China’s road to establishing real estate investment trusts (REITs) remains slow, but the introduction of “quasi-REITs” is giving investors confidence that the market is moving towards securitization.
A host of experimental “quasi-REITs” have been launched to assist the authorities and real estate companies to test a variety of securitised real estate vehicles.
“It’s pretty challenging to estimate the timeline for a China REIT but in the short to mid-term we are unlikely to see a structure which is broadly the same as a U.S. or Singapore REIT,” says Steven Xing, head of alternative investments for Greater China at JLL.
The Chinese government is keen to introduce structures for the long-term ownership and management of real estate as this dovetails with its stated aim to encourage the rental housing market, says Xing.

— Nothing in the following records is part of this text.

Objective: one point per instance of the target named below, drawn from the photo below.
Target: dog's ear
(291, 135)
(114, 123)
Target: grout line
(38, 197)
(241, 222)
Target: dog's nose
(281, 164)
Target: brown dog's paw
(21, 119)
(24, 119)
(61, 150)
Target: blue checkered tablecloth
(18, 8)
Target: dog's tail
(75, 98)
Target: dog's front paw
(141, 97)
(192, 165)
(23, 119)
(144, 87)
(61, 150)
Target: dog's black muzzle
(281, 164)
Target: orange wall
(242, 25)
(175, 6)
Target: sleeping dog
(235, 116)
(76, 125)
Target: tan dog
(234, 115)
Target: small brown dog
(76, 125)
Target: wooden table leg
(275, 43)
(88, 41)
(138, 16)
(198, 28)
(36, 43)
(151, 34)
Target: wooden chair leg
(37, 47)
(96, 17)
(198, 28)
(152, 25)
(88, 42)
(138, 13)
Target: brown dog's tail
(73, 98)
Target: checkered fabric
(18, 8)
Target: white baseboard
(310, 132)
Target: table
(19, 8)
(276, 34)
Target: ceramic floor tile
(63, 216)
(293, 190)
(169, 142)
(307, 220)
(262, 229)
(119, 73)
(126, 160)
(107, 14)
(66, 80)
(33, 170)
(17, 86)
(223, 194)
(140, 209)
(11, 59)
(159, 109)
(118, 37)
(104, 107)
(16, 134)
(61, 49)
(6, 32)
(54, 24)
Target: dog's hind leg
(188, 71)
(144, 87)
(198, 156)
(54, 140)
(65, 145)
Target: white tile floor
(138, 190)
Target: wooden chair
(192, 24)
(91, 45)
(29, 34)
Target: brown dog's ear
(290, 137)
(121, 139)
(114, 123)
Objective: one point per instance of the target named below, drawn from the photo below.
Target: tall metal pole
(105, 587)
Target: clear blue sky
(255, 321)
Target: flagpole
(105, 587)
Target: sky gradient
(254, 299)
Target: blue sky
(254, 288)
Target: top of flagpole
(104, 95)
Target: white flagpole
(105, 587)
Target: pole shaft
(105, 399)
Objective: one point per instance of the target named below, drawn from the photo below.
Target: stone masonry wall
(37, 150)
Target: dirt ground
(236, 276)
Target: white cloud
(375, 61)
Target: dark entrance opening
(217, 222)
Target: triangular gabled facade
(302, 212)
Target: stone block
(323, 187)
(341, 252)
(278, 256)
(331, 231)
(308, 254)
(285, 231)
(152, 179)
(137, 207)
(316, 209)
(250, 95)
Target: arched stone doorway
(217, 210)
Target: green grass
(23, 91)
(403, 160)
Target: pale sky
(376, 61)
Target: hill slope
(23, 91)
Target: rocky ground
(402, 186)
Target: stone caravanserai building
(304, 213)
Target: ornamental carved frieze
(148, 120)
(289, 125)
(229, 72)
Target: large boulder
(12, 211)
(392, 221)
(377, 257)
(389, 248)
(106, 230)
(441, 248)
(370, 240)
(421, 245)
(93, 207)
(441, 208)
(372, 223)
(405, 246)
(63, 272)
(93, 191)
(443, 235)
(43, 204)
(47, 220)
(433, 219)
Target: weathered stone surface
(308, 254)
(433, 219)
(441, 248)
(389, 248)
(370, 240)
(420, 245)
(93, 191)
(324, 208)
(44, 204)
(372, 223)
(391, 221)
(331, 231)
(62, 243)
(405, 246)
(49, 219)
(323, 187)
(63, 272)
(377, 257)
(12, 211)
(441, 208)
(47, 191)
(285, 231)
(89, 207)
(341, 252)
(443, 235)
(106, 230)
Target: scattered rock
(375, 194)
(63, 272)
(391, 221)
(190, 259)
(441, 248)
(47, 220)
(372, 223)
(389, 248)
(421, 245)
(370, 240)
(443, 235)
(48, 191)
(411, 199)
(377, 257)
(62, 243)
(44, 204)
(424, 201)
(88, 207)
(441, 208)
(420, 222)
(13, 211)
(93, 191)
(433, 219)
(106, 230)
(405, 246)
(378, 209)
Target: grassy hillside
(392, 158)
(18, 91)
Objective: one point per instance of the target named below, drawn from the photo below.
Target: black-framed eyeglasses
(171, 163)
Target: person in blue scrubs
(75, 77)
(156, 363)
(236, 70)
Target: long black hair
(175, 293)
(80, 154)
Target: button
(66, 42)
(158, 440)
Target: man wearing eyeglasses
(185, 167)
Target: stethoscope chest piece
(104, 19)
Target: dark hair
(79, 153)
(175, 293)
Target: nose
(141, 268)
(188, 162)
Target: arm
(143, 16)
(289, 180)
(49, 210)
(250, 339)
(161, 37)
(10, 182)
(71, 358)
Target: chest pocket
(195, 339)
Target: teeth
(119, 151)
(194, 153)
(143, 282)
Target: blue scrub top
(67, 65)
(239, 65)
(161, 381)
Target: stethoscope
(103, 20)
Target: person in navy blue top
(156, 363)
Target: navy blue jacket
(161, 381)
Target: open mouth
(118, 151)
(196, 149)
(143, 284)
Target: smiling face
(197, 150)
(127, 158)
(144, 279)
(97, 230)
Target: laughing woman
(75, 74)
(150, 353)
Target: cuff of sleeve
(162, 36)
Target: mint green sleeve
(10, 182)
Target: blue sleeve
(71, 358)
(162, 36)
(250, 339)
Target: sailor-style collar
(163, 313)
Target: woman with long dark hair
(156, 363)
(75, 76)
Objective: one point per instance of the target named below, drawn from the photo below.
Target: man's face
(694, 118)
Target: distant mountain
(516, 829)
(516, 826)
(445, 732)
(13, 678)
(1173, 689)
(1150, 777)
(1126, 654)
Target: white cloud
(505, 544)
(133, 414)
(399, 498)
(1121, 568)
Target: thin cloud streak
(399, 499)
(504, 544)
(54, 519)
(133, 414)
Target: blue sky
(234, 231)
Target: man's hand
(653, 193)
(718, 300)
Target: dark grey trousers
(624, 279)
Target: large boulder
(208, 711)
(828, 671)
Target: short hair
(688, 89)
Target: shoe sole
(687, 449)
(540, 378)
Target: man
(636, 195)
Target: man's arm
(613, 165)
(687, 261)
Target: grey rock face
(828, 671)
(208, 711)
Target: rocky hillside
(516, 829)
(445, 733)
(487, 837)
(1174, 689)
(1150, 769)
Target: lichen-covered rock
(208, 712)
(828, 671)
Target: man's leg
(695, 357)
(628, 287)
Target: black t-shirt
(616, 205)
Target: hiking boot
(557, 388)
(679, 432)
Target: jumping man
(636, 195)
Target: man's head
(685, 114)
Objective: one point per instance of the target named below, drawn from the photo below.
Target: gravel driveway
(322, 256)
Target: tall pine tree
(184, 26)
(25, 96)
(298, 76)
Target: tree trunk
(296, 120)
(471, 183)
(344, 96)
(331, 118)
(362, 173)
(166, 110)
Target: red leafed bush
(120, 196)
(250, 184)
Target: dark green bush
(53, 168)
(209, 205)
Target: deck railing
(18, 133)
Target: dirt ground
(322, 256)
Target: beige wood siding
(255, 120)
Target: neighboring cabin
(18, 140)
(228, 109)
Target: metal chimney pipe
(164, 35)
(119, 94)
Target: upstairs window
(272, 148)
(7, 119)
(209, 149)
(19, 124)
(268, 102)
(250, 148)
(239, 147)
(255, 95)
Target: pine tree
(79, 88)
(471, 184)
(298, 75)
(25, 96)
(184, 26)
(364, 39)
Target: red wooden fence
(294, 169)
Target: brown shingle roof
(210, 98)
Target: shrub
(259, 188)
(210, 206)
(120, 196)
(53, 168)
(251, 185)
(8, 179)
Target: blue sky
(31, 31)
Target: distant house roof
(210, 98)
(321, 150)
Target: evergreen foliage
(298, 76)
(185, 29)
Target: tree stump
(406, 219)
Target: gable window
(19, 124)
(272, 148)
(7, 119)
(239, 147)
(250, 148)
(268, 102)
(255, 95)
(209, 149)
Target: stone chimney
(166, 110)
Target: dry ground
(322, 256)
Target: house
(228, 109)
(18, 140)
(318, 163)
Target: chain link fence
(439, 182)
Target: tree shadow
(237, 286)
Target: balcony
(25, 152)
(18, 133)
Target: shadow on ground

“REITs owning multifamily properties would provide steady income for investors and high-quality housing for those who cannot afford to buy.” Rented housing which was a valid alternative to buying could also curb speculation.
REITs have been an important stage in the development of most mature real estate markets and offer a regulated, liquid and income-generating investment avenue to real estate. Developed nations have broadly equivalent structures that are tax-transparent, placing investors on a level footing with direct investors in real estate. While there are private REITs in a number of jurisdictions, the most recognisable REITs are listed and pay out the majority of their income in dividends.
India was the latest nation to introduce such legislation and its first REIT is expected to be launched by Blackstone Group and Embassy Group later this year. Longer-established REIT markets in Singapore and Japan have grown significantly in recent years.
A smoother transition
The quasi-REITs are the closest thing to a “conventional REIT” that can be launched in the current regulatory environment. REIT lobbying body the Asia Pacific Real Estate Association estimates there are more than 30 such vehicles, the first of which, Auchan Tianjin No.1 Store Capital Trust Scheme, was launched as long ago as 2003, although most have been launched in the past four years. The only publicly-tradable quasi-REIT was launched by China Vanke and Penghua Fund Management in 2015 and is listed on the Shenzhen Stock Exchange.
So far the quasi-REITs have been more like asset-backed securities, debt vehicles rather than the equity securitizations familiar to other REIT markets. The first rental housing ABS was launched last year by China Young Professional Apartments (CYPA), a Beijing-based operator which won regulatory approval to issue RMB270 million (US$41 million) worth of debt securities backed by its rental apartments. With rental housing backed by Beijing, more such initiatives are expected.
However, these debt structures are not the equity REITs familiar from other markets.
“A debt structure is more simple and manageable,” explains Xing. “Also, with prime yields in larger Chinese cities tending to be below four percent and the cost of debt well above, it is hard to structure an equity REIT which can pay an adequate dividend. Rents are climbing and values stable so the situation is improving but in the short term, yields are the greatest barrier.”
Strong capital value growth in recent years means developers would rather use a quasi-REIT to raise debt than give up ownership of assets. Speaking at a conference earlier this year, People’s Bank of China Governor Yi Gang said regulators continued to examine the best options for a China REIT, but noted: “In China, companies are not willing to sell the underlying assets of REITs sometimes because these assets are just too good.”
A skills shortage is also a barrier for REITs, says Xing. “There is a lack of professional management skills in Chinese real estate, which makes it hard to create vehicles for the long-term ownership and management of assets.”
Writing earlier this year, Peter Verwer, chief executive of APREA, which has been in discussions with Chinese regulatory authorities, said, “Our discussions with regulators and the State Council’s advisory committee on REITs, reveals a clear transition pathway from “quasi-REITs” to a more familiar international REIT model. Nevertheless, several thorny issues remain, including the viable tax treatment of securitised real estate, consumer protections and good governance rules.”
The lack of progress on a China REIT regime has caused the market to take alternative routes: there are seven REITs listed in either Singapore or Hong Kong which own only assets in Mainland China, making them perhaps the best proxy for a China REIT. The trusts own a total of nearly US$5 billion of real estate and according to APREA data, made total returns of 16 percent in the 12 months to May, making China the best performing REIT market (or at least market where REITs own assets) in Asia Pacific.
However, while these REITs offer liquid and regulated access to China real estate, they are small fry compared with the potential of a true China REIT. In January, a report from Peking University’s Guanghua School of Management estimated China’s REIT market capitalisation could grow to RMB12 trillion if a tax-efficient and lightly-regulated structure was in place.